Bangladeş Hükümeti, Holokost'tan kaçan Yahudileri durduran Amerika
gibi, Myanmar'daki soykırımdan kaçan Arakanlıları durdurmaya
çalışırken, Türkler çıkıp onları savundu. Arap ülkeleri dâhil
dünyadaki hiçbir ülke Arakanlıları umursamadı. O yüzden burada Türk
hükümetine, Başkan Erdoğan'a ve Türk milletine bizim için
yaptıklarından dolayı gönülden teşekkür ederim.
Eğer tüm İslam Ümmeti, anavatanım olan Pakistan da dâhil, Başkan
Erdoğan'ın yaptıklarının yarısını yapabilselerdi bu mesele
dakikalar içinde çözülürdü. Başkan Erdoğan ve eşine -ki Arakan
halkını mülteci kamplarında ziyaret eden tek first-lady kendisi
idi- derin bir saygı duyuyorum. Bence Başkan Erdoğan sadece kendi
halkı ve ülkesini değil, bütün İslam Ümmetini gerçekten önemseyen
tek lider. Sonuç olarak, Arakanlılar için ve dolayısıyla İslam
Ümmeti olarak bizim için yaptığı şeylerden ötürü ona ve Türkiye
vatandaşlarına gönülden teşekkür ederim.
Tahir Alvi: Türkiye bizim yegâne umudumuz. Normalde böyle bir
uluslararası problemde Suudi Arabistan öncülük edebilirdi. Ama şu
anki durumda Suud'lardan hiç umut yok. Bu noktada Müslümanlar için
tek umut Erdoğan'dır. Sadece Müslüman ülkeler için demiyorum, tüm
dünyadaki ümmet için diyorum.
Bu konuda cesaretle ve yüksek sesle konuşabilen tek lider Erdoğan.

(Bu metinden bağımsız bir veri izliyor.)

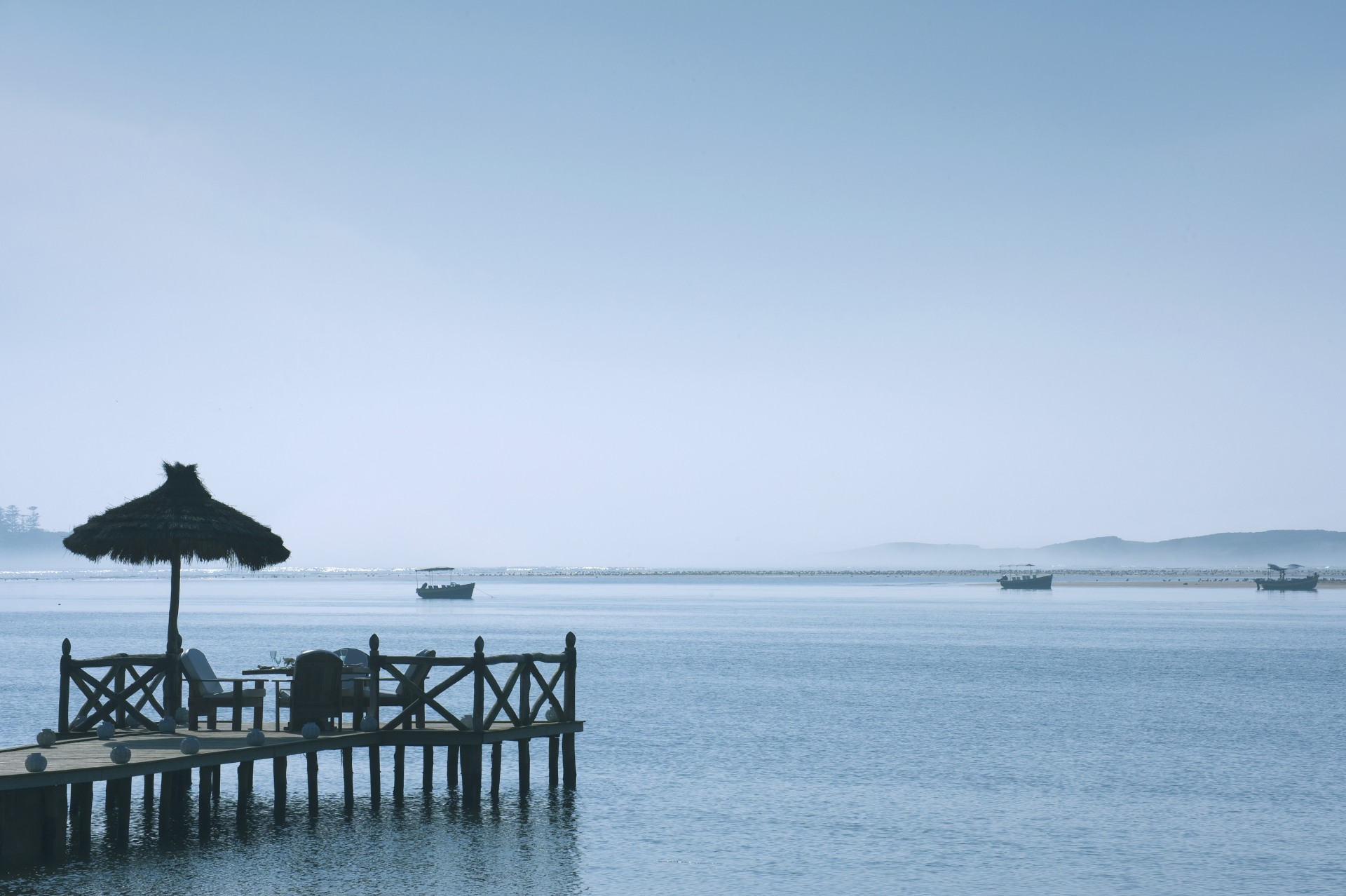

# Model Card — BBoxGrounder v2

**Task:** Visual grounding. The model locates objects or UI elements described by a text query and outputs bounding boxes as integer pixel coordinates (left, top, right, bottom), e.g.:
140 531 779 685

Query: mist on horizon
0 3 1346 566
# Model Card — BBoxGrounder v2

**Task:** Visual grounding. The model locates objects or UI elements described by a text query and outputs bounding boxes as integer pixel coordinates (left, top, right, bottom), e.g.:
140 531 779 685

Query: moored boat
1253 564 1318 590
996 564 1052 590
416 566 477 600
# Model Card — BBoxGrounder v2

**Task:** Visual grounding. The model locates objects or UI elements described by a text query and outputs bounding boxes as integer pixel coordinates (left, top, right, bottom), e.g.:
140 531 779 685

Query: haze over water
0 577 1346 895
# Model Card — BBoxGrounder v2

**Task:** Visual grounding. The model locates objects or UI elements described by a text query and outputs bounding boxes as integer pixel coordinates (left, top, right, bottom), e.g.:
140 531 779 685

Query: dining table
241 666 370 731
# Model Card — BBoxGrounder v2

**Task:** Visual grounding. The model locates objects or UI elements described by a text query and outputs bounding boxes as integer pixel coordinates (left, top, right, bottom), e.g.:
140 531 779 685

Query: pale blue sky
0 3 1346 565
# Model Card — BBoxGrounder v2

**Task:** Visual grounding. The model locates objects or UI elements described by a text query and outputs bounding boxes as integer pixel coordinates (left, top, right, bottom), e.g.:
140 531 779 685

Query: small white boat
416 566 477 600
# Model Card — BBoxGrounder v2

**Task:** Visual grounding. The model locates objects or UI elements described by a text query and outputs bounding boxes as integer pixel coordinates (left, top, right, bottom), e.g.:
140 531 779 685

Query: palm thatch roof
63 463 290 569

Bütün dünyada bu konuları öne çıkarıyor.
Umut ediyoruz ki diğer Müslüman ülkeler de onun izinden giderler.
Biz bu dönemde duaya devam etmeliyiz.
Tüm dualarımız, dileklerimiz Erdoğan'la. Allah onu daha da
cesaretlendirsin ve o da ümmetin liderliğini yapmaya devam
etsin.
Feyza Alvi: Arakanlılar dünyada en çok zulme uğrayan insanlar.
40 yılı aşkın süredir çile çekiyorlar.
Yıllarca yer değiştirmelerine izin verilmedi. Evlenmelerine bile
izin verilmedi. Şimdi de vatandaşlıkları ellerinden alınıyor. Üç
yılı aşkın devam eden korku ve zulümden sonra Myanmar'dan
kaçtılar.
Askeri hükümet sistematik bir rejim yürütüyor. Kimse ellerini
bağlamıyor, kimse onları durdurmuyor.
Uluslararası toplum da Myanmar'la yeni ekonomik bağlar kuruyor.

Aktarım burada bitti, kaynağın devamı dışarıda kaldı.